Crise até os dias atuais
Com a sua independência, o Haiti possuía um grande potencial de desenvolvimento, mas foi submetido a sanções bancárias por parte da França. O país europeu exigiu uma série de reparações que se reverteram em grandes dívidas condicionadas ao reconhecimento da independência do Haiti. Essa condição destruiu a economia e a infraestrutura local e fez com que o país seja até hoje o mais pobre da América Latina.
Desde julho de 2018, o país haitiano enfrenta um estado de insurgência popular com picos de mobilização massiva e períodos de estagnação.
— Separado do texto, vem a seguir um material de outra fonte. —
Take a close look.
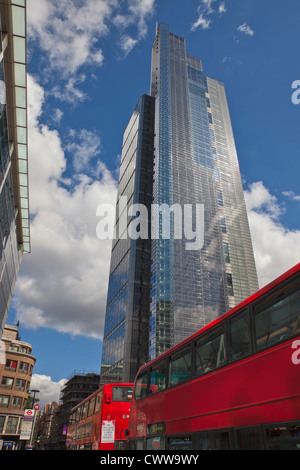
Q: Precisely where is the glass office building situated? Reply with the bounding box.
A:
[0,0,30,339]
[102,24,258,380]
[101,95,154,382]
Uma das razões que levou cerca de 1 milhão e meio de pessoas às ruas foi a tentativa do governo de aumentar o preço dos combustíveis em 51%, com impacto no preço do transporte público, da alimentação e do custo de vida em geral.
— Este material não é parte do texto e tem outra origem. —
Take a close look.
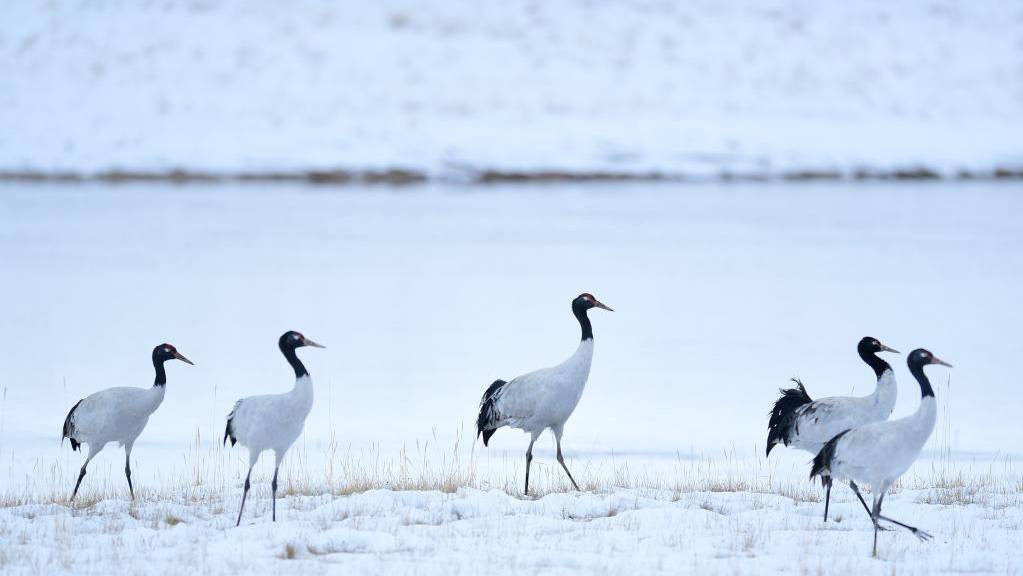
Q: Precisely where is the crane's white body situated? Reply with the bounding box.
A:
[493,338,593,439]
[227,373,313,466]
[788,368,898,454]
[69,386,167,452]
[828,396,937,494]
Outra crise vivenciada pelo país é a política, marcada por escândalos de corrupção como o desvio de pelo menos 2 bilhões de dólares dos acordos de cooperação energética da Petrocaribe por parte de diversos integrantes da classe política, entre eles, o presidente Jovenel Moïse e o Partido Haitiano Tèt Kale.
Mais recentemente, em setembro de 2019, o país saiu da Petrocaribe devido ao bloqueio dos Estados Unidos sob a Venezuela. O bloqueio impede a chegada de navios cargueiros de petróleo à costa haitiana. Neste ano, o Haiti também retirou seu reconhecimento ao governo de Nicolás Maduro, apoiou o movimento contra a Revolução Bolivariana e se alinhou a geopolítica de guerra dos EUA, firmando uma posição inédita em sua história.